"While we watched the Russians seemed to tire of shooting holes in an inoffensive hill. They began to try chance shots to the right and to the left. It wasn't many minutes before I realized that, standing near a battery, the execution of which must have been noted on the Russian side, I had a fine chance of experiencing shrapnel bursting overhead. It was a queer sensation to peer through field glasses and see the Russian shells veer a few hundred feet to the right. I saw one strike a windmill, shattering the long arms and crumpling it over in a slow burning heap. Then we beat a retreat, further toward the center.
"We had been standing behind a slight declivity. I hadn't caught a glimpse of the enemy. Shells were the only things that apprised us of the Russian nearness. But as we passed out on an open field, considerably out of range of the field guns, I could see occasional flashes that bespoke field pieces, a mile or so away.
RUSSIAN INFANTRY CHARGES
"Back behind us, on the extreme left, I was told the Russians were attacking the German trenches by an infantry charge, the German field telephone service having apprised the commanders along the front. With glasses we could see a faint line of what must have been the Russian infantry rushing across the open fields.
"We passed on to the center, going slightly to the rear for horses. As we arrived at the right wing we witnessed the last of a Russian infantry advance at that end. The wave of Russians had swept nearly to the German trenches, situated between two sections of field artillery, and there had been repulsed. Russians were smeared across in front of these pits, dead, dying, or wounded—cut down by the terrible spray of German machine guns.

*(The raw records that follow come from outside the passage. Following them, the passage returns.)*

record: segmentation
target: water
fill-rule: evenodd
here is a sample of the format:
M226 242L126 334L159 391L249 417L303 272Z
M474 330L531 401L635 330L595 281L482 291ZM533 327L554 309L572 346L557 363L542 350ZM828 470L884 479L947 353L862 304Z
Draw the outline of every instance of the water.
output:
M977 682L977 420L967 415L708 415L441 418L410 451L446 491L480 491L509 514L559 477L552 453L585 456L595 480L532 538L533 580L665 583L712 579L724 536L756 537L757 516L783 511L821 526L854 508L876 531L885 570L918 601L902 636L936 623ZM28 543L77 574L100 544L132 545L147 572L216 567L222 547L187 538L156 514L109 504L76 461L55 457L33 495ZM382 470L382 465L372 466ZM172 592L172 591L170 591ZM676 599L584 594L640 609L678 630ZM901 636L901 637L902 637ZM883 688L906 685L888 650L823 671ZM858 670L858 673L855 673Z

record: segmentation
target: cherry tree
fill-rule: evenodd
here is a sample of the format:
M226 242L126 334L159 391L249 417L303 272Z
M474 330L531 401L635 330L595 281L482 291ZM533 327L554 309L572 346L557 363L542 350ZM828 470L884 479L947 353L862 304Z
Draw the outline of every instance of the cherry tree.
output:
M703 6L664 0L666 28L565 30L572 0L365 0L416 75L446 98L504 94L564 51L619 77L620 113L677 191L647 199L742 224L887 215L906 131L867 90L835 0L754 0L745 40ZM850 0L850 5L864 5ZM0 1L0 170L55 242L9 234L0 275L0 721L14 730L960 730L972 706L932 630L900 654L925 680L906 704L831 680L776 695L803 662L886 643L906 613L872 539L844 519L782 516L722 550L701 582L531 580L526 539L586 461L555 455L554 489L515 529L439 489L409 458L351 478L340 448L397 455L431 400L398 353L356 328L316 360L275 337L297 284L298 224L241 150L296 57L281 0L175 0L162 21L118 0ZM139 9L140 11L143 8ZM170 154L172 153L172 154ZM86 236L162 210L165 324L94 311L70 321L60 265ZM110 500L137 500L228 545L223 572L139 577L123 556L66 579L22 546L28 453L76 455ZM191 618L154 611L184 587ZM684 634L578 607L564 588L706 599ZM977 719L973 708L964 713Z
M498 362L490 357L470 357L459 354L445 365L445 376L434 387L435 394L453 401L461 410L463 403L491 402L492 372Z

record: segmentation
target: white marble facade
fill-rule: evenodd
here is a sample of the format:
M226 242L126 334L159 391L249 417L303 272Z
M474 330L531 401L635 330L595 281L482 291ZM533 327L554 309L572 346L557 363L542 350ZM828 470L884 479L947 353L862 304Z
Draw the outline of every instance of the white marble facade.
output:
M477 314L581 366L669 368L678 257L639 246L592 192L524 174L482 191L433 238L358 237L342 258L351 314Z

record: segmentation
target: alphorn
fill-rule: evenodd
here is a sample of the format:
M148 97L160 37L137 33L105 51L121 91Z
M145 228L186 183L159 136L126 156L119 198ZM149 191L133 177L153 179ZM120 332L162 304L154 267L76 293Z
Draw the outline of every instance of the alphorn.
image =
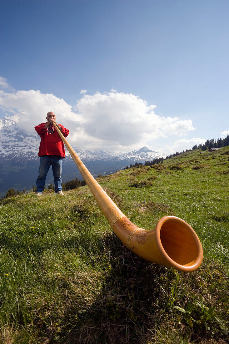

"I got up to the trenches as the German fire slackened because of the lack of targets. The Russians had gone back. Strewn in the trenches were countless empty shells, the bullets of which had, as it looked to inexpert eyes, slain thousands. As a matter of fact, there were hundreds of dead in the field ahead.
GUN BARRELS SIZZLING HOT
"German infantrymen spat on their rapid firers as we reached the trench and delightedly called our attention to the sizzle that told how hot the barrels were from the firing.
"The men stretched their cramped limbs, helped a few wounded to the rear, and waited for breakfast. It was not long forthcoming. Small lines of men struggling along tinder steaming buckets came hurrying up to the accompaniment of cheers and shouts. They bore soup that the men in the trenches gulped down ravenously. Meanwhile men with the white brassard and the red Geneva cross were busy out in the open, lending succor to the Russian wounded. The battle seemed to have come to a sudden halt.
"But even as I was getting soup, the artillery fusillade broke forth again. From 9 o'clock to noon the Russians hurled their heavy shells at the German trenches and the German guns. The German batteries replied slowly.